Après, il faut dire, la séance d’écriture a été productive, on avait notre scénario : un groupe de quatre potes, une histoire qui commence entre deux d’entre eux, l’amie de l’un qui a un peu capté le truc et le best de l’autre pas du tout, des quiproquos, des sous-entendus … mais toujours sans trop distribuer les rôles ! Pas encore, quoi. Puis on a ri, aussi. Même beaucoup.

Et assez vite, je me suis dit qu’on formait un bon groupe, on se comprenait plutôt bien et les idées venaient naturellement. Hadrien toujours un peu obsédé par son idée de suicide club à la fin, Sarah en mode toujours un peu méfiante, le petit Mathieu très pro qui relativisait, puis moi qui sortais les répliques que je rêvais de dire à Hadrien, parce que bon, qui d’autre que moi, puis à qui d’autre que lui …

Madame Tibbet a annoncé la fin du cours puis a demandé à chaque groupe de prévoir, comme le petit Mathieu l’avait fait, de prendre un PC portable pour y transcrire nos textes, qu’elle puisse transférer sur clé usb et les lire ensuite.

Oui mais justement, les groupes … enfin, notre groupe allait-il survivre à cette première journée ? La communication, c’est pas mon truc, mais voilà, alors que j’étais venu avec beaucoup de méfiance envers l’idée de maman, là, bizarrement, je sentais un truc qui naissait et qui me faisait chaud dans le ventre, et même s’il faudrait beaucoup de patience envers Hadrien et surtout freiner ses idées délirantes, même s’il faudrait motiver le petit Mathieu à s’investir dans le texte, et même si la pièce, je m’en foutais un peu … il y avait Sarah/Faith, avec ses secrets et ses non-dits. Puis ses contradictions, aussi.

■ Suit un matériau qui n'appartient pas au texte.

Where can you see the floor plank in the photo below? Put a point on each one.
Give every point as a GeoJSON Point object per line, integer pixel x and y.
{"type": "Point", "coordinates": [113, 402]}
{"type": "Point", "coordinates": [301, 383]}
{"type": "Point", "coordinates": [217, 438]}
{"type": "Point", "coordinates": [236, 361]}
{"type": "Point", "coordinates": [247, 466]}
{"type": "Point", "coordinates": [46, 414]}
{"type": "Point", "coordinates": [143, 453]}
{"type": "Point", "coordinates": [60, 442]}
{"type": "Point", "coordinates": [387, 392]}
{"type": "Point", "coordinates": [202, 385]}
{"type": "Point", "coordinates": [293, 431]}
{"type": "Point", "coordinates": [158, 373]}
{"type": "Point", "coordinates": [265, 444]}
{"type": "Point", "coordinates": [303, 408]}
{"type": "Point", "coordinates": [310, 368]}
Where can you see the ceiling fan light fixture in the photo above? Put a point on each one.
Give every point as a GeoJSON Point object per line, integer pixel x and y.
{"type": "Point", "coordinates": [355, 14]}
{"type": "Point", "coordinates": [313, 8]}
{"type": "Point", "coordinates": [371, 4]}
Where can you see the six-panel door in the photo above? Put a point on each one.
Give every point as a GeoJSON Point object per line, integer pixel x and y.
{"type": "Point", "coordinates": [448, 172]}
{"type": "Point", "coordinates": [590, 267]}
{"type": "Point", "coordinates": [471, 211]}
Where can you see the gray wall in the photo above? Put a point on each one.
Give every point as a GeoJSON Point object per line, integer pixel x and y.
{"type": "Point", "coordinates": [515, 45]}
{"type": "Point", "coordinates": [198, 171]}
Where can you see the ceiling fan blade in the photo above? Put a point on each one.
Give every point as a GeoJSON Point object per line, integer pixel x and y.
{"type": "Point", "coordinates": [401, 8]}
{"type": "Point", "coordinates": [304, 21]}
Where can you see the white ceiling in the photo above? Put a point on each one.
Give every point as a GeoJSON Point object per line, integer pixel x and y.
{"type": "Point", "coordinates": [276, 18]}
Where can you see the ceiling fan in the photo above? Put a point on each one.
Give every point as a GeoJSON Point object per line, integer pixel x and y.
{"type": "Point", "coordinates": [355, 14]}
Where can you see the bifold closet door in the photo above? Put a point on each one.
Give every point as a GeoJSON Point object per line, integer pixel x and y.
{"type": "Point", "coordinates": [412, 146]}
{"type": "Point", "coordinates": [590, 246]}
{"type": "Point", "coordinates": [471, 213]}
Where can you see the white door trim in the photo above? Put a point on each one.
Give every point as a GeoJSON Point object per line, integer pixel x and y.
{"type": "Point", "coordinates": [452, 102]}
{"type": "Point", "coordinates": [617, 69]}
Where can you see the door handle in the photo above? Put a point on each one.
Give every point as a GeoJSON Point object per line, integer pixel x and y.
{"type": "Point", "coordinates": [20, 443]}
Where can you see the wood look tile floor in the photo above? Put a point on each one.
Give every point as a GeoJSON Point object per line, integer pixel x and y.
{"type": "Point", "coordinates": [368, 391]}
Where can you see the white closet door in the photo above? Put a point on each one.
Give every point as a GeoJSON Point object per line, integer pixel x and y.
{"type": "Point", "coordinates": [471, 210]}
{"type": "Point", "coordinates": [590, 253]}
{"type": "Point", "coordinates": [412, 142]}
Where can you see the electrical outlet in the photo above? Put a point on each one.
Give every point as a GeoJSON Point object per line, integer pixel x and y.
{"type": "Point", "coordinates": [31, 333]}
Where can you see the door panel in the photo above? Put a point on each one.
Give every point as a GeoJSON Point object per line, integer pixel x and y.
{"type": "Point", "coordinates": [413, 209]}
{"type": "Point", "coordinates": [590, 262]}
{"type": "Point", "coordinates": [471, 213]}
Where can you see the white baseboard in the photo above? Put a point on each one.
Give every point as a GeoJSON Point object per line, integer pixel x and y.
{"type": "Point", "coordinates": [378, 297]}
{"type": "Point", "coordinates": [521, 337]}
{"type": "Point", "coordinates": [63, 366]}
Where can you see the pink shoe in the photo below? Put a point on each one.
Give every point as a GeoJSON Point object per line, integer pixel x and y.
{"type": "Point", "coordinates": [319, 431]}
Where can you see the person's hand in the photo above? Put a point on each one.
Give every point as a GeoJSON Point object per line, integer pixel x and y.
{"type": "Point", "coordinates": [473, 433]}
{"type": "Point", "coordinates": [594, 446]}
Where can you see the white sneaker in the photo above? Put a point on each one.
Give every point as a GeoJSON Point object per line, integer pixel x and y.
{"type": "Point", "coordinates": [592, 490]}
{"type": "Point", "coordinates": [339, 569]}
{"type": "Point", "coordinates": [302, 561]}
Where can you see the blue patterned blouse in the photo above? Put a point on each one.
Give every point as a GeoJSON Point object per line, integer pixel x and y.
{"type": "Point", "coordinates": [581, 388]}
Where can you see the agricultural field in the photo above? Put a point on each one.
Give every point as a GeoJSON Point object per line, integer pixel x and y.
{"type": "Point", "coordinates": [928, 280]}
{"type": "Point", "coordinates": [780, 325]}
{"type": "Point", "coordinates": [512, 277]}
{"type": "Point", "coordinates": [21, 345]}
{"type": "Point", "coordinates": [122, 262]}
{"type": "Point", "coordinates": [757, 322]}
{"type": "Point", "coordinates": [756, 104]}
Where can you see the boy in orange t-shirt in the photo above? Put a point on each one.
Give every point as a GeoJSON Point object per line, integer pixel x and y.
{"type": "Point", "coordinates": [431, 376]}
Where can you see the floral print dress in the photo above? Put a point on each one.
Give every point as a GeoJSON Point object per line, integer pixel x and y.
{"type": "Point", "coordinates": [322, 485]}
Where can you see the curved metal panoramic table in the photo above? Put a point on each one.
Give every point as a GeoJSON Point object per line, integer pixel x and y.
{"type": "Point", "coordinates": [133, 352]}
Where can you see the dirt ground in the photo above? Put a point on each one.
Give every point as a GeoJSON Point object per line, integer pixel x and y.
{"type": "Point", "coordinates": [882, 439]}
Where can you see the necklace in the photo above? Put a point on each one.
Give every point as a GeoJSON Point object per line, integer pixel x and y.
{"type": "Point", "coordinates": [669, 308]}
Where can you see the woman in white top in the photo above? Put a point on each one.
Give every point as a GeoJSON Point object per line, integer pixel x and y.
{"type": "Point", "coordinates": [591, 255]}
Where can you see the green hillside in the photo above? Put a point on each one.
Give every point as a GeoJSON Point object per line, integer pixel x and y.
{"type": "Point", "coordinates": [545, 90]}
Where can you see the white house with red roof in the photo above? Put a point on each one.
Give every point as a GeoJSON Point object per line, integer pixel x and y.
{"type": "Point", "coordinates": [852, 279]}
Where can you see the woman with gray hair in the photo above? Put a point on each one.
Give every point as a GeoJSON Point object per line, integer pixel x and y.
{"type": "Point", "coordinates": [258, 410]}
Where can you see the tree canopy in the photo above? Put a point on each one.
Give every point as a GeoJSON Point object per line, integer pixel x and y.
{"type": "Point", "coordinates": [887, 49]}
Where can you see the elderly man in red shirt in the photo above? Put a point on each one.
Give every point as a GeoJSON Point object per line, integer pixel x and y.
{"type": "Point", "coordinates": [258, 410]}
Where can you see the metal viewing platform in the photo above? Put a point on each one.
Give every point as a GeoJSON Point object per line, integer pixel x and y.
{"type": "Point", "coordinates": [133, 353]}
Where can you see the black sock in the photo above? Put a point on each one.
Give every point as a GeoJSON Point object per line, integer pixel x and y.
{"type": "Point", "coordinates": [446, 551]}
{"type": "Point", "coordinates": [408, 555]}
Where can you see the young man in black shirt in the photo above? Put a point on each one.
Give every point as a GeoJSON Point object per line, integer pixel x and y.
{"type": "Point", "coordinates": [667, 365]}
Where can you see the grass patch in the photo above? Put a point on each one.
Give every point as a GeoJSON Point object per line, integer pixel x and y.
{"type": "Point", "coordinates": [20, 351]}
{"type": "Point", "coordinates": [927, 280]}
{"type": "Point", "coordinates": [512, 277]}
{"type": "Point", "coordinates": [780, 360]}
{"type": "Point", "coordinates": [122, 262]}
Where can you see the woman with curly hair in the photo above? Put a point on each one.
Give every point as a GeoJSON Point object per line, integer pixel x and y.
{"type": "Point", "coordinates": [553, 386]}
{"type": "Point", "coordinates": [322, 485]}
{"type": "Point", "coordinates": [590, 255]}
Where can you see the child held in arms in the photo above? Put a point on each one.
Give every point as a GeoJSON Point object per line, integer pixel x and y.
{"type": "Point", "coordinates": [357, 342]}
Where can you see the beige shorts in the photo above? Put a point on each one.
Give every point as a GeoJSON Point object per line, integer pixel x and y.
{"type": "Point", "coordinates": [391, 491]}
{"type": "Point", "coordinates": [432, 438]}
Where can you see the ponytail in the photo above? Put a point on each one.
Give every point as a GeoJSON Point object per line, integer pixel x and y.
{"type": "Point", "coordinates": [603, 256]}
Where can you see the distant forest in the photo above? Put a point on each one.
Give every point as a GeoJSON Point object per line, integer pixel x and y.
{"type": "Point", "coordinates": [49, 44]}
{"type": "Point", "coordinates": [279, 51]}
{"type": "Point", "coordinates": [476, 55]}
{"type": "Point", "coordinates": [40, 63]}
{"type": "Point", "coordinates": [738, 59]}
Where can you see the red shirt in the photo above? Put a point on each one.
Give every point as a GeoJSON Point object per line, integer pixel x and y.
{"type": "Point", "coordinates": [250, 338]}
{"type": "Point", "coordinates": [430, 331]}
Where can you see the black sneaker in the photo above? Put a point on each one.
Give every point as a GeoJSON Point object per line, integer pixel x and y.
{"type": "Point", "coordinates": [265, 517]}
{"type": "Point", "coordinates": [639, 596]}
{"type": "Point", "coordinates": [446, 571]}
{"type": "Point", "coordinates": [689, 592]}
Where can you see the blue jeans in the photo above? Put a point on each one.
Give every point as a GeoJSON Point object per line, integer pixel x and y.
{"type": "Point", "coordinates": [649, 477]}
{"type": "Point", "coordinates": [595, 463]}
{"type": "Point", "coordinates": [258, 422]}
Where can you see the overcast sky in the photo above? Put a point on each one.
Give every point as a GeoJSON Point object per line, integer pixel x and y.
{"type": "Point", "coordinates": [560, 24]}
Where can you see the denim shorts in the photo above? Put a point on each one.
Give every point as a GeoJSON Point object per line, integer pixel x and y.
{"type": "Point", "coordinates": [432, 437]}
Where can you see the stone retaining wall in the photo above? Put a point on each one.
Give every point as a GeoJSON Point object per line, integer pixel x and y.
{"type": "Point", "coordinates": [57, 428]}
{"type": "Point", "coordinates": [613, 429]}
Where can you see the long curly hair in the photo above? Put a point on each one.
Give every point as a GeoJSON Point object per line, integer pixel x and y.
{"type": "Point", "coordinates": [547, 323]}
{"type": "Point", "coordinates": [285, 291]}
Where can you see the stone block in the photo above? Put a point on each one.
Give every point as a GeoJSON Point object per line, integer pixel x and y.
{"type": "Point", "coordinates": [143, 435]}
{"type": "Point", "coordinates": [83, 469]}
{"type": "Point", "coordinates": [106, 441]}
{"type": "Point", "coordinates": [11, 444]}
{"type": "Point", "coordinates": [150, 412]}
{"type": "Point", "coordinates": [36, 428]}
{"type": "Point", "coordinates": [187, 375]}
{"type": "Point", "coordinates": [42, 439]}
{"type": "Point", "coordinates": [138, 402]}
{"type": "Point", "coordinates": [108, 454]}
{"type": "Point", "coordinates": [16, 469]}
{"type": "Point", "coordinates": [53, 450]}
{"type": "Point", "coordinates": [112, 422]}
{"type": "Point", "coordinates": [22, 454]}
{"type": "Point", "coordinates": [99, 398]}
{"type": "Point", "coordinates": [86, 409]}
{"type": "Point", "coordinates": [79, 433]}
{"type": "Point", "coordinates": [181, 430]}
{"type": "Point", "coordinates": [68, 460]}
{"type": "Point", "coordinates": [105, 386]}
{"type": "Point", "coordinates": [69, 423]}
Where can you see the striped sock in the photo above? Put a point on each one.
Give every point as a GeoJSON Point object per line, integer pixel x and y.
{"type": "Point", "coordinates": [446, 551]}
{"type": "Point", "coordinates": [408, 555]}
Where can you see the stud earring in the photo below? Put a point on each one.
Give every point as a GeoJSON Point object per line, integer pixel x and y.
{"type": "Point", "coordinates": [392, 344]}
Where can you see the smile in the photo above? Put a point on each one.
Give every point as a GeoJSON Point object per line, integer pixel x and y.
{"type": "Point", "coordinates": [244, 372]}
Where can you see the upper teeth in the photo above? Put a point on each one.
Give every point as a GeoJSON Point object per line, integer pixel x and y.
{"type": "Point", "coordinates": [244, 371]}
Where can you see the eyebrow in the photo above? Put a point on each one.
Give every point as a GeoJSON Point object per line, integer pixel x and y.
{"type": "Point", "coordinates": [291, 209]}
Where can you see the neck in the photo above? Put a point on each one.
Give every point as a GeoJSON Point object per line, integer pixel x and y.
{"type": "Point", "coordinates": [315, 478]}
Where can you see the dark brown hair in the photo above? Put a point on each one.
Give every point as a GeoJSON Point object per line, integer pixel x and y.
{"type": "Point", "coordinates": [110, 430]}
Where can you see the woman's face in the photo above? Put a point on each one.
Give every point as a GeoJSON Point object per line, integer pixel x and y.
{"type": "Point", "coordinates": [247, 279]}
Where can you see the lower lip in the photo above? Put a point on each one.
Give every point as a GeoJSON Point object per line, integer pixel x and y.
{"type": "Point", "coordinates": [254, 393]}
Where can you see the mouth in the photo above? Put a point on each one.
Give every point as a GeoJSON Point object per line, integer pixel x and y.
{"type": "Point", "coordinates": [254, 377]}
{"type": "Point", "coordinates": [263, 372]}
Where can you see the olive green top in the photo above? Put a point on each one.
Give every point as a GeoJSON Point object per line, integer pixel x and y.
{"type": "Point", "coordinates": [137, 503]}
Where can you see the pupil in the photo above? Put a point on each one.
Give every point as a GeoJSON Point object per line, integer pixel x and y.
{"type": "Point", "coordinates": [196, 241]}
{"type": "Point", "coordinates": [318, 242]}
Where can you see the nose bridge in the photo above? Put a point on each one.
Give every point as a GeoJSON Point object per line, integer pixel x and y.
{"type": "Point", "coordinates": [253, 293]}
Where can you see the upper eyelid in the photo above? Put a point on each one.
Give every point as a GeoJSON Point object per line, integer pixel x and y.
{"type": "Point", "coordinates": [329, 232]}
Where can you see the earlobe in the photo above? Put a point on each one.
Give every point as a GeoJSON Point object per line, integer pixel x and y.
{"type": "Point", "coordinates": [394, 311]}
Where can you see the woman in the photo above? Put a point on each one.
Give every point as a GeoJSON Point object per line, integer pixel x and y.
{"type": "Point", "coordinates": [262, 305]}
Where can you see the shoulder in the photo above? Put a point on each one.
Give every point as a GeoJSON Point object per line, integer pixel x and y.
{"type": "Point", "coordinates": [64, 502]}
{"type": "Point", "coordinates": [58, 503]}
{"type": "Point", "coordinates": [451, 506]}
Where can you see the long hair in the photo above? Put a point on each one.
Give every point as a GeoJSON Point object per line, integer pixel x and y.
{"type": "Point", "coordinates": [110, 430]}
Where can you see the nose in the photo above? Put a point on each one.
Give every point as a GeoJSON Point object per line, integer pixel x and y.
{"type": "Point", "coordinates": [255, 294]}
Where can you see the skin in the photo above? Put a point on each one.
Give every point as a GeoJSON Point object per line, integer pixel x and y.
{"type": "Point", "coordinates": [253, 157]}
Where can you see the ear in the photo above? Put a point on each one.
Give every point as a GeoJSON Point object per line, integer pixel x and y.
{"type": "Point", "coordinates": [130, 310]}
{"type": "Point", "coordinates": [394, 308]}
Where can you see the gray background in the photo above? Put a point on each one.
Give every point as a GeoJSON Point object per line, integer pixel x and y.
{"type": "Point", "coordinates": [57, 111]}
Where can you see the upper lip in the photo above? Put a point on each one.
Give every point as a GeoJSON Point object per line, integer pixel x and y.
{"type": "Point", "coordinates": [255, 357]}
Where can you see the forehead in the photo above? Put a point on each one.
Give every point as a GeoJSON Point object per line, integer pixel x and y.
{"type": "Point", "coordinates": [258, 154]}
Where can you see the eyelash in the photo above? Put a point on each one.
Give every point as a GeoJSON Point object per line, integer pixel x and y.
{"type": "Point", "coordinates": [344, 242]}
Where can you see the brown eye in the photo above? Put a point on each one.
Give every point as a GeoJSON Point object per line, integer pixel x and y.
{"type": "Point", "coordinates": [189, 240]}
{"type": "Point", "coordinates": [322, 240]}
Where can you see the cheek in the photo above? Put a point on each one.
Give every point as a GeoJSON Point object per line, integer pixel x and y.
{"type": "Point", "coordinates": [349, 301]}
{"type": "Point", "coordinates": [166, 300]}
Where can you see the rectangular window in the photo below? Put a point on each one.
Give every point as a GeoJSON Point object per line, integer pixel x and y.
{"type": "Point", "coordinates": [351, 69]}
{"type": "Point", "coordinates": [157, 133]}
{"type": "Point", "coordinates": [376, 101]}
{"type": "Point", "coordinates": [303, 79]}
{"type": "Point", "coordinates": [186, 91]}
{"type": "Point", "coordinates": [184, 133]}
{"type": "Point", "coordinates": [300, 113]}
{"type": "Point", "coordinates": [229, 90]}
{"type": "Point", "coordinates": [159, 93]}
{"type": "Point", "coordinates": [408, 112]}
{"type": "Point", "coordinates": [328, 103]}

En montant sur sa moto, avant d’enfiler son casque, elle a demandé où nous habitions. C’était le bus pour nous, vers le sud-est pour Hadrien, nord-ouest pour le petit Mathieu et moi, mais à quinze km l’un de l’autre. Par contre, elle habite à deux km de chez moi, de l’autre côté de la rivière …

- Même direction, c’est marrant. Bon, demain, je prendrai un deuxième casque, je pourrai ramener l’un de vous deux, vous vous battrez comme les chrétiens dans le Colisée …

J’ai vite regardé le petit Mathieu et même moi, je l’assommerais facile, mais très vite j’ai regretté cette pensée, d’abord parce que taillé comme je suis, c’est même pas sûr, puis surtout c’est très con, il est gentil, lui …Non, bon, je ne l’aurais jamais fait, évidemment !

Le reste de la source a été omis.